From the founding of Image Engine in 1995 and Nerd Corps Entertainment Inc. in 2002 and the arrival of Zoic Studios BC Inc. and Motion Picture Co. in the last decade, more than a dozen visual-effects and animation studios, including Pixar Canada Inc., Rhythm & Hues Studios Ltd. and Industrial Light & Magic LLC have landed here in the past two years. The number employed in the sector, estimated by the Vancouver Economic Commission (VEC), the City of Vancouver’s development agency, tripled to 3,000 in that period.

“I know one company here needing 200 additional people right now and another needing 80,” enthuses the VEC’s creative digital-media specialist Nancy Mott. After some two decades working in VFX, including at Vancouver’s Rainmaker Entertainment Inc. and The Embassy Visual Effects Inc., she is now involved in encouraging new companies to come to the city. “VFX and animation is currently the only part of the film-and-television industry in Vancouver that is really growing,” she says. “So, for the business of show business today, it’s all about developing and refining digital artistry and tech-engineering skills.”

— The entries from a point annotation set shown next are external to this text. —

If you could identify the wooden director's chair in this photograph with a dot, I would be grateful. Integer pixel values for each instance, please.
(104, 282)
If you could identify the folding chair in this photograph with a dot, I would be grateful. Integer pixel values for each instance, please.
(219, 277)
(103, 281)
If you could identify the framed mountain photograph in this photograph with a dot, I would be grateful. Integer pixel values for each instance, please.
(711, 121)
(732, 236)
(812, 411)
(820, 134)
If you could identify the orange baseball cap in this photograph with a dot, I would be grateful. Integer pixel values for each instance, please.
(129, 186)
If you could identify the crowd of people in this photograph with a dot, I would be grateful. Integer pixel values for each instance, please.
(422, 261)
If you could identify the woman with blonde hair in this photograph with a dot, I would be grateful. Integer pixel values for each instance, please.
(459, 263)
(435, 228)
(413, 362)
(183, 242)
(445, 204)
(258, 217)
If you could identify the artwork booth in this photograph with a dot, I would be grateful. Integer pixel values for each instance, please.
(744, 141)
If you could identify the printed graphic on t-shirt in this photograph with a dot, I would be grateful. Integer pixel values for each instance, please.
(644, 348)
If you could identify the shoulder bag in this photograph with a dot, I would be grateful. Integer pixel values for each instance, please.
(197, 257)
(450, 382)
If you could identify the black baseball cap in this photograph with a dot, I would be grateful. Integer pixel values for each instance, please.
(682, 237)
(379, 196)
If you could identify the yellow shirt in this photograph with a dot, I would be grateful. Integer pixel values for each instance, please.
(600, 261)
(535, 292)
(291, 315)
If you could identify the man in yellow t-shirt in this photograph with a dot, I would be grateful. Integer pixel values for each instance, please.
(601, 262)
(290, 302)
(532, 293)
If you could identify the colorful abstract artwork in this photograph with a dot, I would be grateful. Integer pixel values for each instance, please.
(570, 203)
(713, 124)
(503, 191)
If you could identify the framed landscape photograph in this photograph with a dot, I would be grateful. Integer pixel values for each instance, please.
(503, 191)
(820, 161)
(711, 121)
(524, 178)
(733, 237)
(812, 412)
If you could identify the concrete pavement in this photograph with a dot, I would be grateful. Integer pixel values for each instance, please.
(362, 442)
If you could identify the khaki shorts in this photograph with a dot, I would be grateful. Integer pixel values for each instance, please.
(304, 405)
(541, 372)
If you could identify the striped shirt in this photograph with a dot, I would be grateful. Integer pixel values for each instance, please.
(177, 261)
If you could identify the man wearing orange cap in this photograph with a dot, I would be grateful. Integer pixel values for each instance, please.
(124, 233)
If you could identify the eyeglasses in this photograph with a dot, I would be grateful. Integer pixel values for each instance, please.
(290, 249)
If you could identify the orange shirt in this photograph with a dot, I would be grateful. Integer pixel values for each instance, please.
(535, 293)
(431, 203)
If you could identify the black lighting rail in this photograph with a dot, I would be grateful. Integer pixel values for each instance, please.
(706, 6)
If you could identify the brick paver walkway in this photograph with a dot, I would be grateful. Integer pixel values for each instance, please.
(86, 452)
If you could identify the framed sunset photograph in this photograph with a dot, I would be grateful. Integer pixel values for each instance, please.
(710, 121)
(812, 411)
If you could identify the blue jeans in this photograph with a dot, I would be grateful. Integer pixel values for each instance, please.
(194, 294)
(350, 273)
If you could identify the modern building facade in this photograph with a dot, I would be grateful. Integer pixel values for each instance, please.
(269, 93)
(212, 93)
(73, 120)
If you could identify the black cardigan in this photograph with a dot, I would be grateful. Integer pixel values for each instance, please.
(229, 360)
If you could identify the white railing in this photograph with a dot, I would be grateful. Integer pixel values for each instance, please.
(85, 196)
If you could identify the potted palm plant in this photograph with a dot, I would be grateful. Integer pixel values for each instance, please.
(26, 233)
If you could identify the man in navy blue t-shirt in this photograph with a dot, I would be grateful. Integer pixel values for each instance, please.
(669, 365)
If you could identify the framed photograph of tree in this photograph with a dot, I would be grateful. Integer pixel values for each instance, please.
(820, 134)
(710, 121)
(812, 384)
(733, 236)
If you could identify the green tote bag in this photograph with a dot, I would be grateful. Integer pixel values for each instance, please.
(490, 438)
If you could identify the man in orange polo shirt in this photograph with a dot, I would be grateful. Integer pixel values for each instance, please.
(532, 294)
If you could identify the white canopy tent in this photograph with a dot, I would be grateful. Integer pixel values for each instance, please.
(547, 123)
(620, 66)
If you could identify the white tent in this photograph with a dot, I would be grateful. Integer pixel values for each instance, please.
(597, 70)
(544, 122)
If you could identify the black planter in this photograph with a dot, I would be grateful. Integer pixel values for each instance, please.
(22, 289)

In other words, grips and electricians may not be employed, but such folk as artists and colourists are, as the industry morphs from physical to digital production—all fuelled by schools in Vancouver dispensing hundreds of students yearly. From Lost Boys Studios and Capilano University to VanArts and Vancouver Film School, which notably doesn’t just admit one set of students a year, but has six intakes (and therefore six graduating classes annually), it’s all part of what Wong brands as B.C.’s “world-class production centre, a whole ecosystem, from cradle to grave.”

And perhaps, if the province continues to pull off both the desired increase in independent work and VFX as well as enough of a tax-credit sweetener, there may even be boom times again for the B.C. industry. It’s something Merilees predicts in the ever-changing “cyclical” sector, although he concludes simply, “It’s a large machine to keep going.”